Wieviel (ver)trägt ein Kinderrücken?


 
Mediziner des Ingolstädter Klinikums geben zum Schulanfang Rückentipps.

(ir) In ein paar Tagen geht die Schule wieder los. Kinder laufen bepackt mit Büchern, Federmappen, Heften, manchmal noch dem Sportbeutel los. Da kommen schon ein paar Kilo zusammen, die den jungen Rücken belasten. Was man beachten kann, um Rückenschmerzen vorzubeugen, wissen die Experten vom Klinikum Ingolstadt Dr. Micha Bahr, Direktor der Kinder- und Jugendchirurgie, und Dr. Robert Morrison, Leiter der Sektion konservative und operative Wirbelsäulentherapie.

Oft sieht man wie Kinder den Rucksack lässig am Rücken baumeln lassen. „Doch dann werden die Schultern übermäßig belastet. Das Kind macht entweder den Rücken rund, da es von dem Gewicht nach unten gezogen wird, oder es wird nach hinten gezogen und macht ein Hohlkreuz“, erklärt Dr. Bahr. Eine ergonomische Passform und ein gut sitzender Beckengurt sind daher sehr wichtig. So passt sich der Ranzen perfekt an den Rücken an und das Gewicht wird optimal verteilt. „Bei teuren Wanderrucksäcken wird viel Wert auf die neueste Ausstattung gelegt. Dabei tragen wir diese im Schnitt vielleicht 20 Stunden im Jahr. Unsere Kinder müssen hingegen oft mit einem zwar bunten, aber billigen Modell Vorlieb nehmen, obwohl sie den Rucksack jeden Schultag tragen“, erklärt Dr. Bahr.
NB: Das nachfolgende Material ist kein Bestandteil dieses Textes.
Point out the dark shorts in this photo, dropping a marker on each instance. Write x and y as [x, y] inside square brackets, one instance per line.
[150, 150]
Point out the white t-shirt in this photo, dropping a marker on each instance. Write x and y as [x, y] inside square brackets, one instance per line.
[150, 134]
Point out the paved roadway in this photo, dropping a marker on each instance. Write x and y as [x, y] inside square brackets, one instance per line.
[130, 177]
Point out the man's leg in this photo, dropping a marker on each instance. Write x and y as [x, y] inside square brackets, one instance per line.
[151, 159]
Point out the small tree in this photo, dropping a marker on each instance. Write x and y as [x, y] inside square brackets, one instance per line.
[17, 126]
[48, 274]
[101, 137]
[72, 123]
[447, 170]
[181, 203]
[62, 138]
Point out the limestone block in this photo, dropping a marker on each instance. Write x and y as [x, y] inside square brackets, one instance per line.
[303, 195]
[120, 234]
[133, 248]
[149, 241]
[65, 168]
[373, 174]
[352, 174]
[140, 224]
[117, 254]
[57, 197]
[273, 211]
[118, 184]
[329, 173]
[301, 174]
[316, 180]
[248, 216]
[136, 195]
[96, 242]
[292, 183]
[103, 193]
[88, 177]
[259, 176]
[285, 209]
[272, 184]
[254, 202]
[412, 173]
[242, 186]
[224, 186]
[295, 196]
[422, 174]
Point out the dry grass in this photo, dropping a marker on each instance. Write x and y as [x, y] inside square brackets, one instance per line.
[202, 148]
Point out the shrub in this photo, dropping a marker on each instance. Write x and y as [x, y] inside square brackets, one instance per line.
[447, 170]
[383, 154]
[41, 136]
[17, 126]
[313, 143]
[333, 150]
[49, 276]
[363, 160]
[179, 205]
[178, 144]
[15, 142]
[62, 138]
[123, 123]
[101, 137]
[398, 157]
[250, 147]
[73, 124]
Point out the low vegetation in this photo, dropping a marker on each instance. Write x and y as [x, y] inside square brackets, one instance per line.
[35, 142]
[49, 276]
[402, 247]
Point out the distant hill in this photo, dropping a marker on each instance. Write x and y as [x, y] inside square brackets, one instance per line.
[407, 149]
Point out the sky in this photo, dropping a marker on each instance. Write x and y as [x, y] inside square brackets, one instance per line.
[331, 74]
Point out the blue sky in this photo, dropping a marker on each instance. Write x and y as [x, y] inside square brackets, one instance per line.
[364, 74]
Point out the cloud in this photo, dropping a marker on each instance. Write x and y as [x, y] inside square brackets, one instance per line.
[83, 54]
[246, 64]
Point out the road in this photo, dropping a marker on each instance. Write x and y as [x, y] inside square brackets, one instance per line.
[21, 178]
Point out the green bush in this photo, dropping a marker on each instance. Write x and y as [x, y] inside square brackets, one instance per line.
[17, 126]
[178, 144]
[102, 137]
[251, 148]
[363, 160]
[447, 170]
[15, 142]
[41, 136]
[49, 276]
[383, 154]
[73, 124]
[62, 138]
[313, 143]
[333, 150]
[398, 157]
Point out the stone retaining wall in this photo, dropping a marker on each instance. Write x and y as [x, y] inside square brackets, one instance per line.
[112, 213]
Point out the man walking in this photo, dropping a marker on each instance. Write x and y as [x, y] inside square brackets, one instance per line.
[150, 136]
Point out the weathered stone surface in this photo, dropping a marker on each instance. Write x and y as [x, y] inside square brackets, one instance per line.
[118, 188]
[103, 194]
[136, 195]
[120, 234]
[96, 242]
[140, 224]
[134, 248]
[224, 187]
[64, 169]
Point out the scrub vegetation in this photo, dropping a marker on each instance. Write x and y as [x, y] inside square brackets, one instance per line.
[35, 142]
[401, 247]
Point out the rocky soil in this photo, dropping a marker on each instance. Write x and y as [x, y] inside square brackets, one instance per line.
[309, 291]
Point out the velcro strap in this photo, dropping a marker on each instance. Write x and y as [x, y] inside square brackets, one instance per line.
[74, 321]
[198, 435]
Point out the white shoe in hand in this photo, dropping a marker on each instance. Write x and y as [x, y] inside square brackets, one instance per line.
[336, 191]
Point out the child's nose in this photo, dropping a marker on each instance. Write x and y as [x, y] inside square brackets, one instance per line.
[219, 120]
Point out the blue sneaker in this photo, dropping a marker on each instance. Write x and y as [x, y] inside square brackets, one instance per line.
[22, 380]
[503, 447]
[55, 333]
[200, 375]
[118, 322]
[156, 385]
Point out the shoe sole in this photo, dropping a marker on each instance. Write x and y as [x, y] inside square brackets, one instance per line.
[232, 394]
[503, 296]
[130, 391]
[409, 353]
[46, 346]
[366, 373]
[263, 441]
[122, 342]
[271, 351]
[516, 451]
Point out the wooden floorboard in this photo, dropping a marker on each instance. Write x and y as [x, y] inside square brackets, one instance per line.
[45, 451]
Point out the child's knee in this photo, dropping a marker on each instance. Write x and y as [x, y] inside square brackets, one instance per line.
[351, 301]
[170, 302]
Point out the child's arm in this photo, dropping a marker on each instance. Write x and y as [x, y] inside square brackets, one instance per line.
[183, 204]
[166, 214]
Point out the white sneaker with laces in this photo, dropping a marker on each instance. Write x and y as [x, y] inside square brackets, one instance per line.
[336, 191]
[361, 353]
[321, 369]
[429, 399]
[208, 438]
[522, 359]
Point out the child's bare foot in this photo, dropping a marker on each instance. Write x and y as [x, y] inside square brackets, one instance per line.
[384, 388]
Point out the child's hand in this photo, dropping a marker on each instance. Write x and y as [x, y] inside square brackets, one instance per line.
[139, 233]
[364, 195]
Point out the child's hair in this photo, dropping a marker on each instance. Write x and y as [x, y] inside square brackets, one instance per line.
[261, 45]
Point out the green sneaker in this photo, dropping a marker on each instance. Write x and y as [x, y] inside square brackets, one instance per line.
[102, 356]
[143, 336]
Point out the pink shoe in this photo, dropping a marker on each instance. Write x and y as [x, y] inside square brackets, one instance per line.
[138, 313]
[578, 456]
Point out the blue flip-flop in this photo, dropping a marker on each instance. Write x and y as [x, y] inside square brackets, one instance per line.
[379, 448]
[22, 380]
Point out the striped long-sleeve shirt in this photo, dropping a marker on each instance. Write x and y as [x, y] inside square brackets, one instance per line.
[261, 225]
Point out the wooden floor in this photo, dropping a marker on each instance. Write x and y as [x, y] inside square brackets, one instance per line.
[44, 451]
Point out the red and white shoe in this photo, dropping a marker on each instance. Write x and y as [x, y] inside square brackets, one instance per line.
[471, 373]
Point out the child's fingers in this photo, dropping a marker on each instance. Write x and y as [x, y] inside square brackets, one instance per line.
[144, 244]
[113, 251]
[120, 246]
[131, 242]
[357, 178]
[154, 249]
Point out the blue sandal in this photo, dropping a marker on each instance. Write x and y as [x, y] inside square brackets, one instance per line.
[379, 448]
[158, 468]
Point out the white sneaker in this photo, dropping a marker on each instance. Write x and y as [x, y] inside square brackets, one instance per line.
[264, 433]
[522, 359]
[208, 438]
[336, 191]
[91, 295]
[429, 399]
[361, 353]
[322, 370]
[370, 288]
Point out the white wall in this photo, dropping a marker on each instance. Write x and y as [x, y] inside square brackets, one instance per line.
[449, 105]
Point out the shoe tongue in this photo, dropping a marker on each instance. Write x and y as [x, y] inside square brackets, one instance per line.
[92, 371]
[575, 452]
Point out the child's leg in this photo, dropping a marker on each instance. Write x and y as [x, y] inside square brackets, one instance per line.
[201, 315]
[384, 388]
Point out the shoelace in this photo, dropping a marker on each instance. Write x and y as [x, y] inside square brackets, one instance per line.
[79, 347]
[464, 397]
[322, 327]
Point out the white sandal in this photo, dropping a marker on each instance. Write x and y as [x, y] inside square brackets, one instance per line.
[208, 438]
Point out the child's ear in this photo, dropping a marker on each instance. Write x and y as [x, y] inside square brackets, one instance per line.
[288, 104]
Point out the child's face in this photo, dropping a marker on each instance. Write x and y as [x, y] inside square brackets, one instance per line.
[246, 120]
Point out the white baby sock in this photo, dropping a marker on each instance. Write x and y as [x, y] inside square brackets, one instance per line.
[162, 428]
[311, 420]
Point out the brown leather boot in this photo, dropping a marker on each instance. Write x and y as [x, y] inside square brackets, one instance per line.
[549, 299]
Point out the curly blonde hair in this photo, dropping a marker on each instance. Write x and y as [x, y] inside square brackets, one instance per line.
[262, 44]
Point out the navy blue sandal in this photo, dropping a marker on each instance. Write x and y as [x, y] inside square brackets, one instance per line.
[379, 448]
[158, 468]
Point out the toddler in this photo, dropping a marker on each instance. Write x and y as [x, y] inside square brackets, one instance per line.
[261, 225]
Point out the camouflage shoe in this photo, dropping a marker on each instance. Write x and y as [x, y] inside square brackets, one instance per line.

Aber nicht nur die Passform entscheidet, sondern auch das Gewicht: „Die Kinder sollten maximal zehn Prozent ihres Körpergewichtes auf dem Rücken tragen.“ Das ist nicht viel, wenn man sich anschaut, wie viele Bücher sie teilweise schleppen müssen. Dazu kommen Sportbeutel, Trinkflasche und Brotdose“ sagt Dr. Bahr. Immer mehr Schulen bieten zwar an, dass Kinder ihre Bücher in der Schule lassen können, oft ist es aber so, dass sie alles in den Rucksack packen, was im Laufe der Woche benötigt wird. Dr. Morrison erläutert weiter: „Wenn ein Rucksack deutlich schwerer ist als 10 Prozent des Körpergewichtes, wird die Wirbelsäule von Kindern zu stark belastet. Als Folge werden die Bandscheiben zusammengeschoben, was zu Rückenschmerzen führt.“

Klagt ein Kind über Rückenschmerzen sollte das auf jeden Fall ernst genommen werden, besonders wenn es häufig auf den gleichen Schmerz verweist. Die Ursachen für Rückenschmerzen liegen aber nicht allein im richtigen Umgang mit dem Schulranzen: „Haltungsschäden bei Kindern und Jugendlichen sind oft auf mangelnde Bewegung und damit einhergehendem Übergewicht zurückzuführen“, sagt Dr. Morrison. „In den meisten Fällen reicht abwechslungsreiche Bewegung, um die Rückenmuskulatur zu trainieren. Dabei spreche ich nicht mal von verschiedenen Sportarten. Es reicht schon, wenn die Kinder in der großen Pause auch tatsächlich rausgehen und sich bewegen. Leider sieht man immer öfter das Gegenteil – die Kinder spielen während der großen Pause mit ihren Smartphones.“ Das veränderte Freizeitverhalten der Kinder hat weitreichende Folgen. Einerseits ist ein erhöhtes Körpergewicht schlecht für ein gesundes Knochenwachstum, andererseits entstehen Nackenschmerzen durch die häufige Smartphone-Nutzung. „In den USA spricht man da von dem sogenannten Text-Neck, der entsteht, wenn man ständig nach unten auf sein Handy starrt“, so Dr. Morrison.



Die gute Nachricht aber bleibt: Gerade Kinder können mit viel Bewegung den Rücken fit halten und Schmerzen vorbeugen.

Das Foto zeigt Dr. Robert Morrison, Leiter der Sektion konservative und operative Wirbelsäulentherapie (links) und Dr. Micha Bahr, Direktor der Kinder- und Jugendchirurgie (rechts).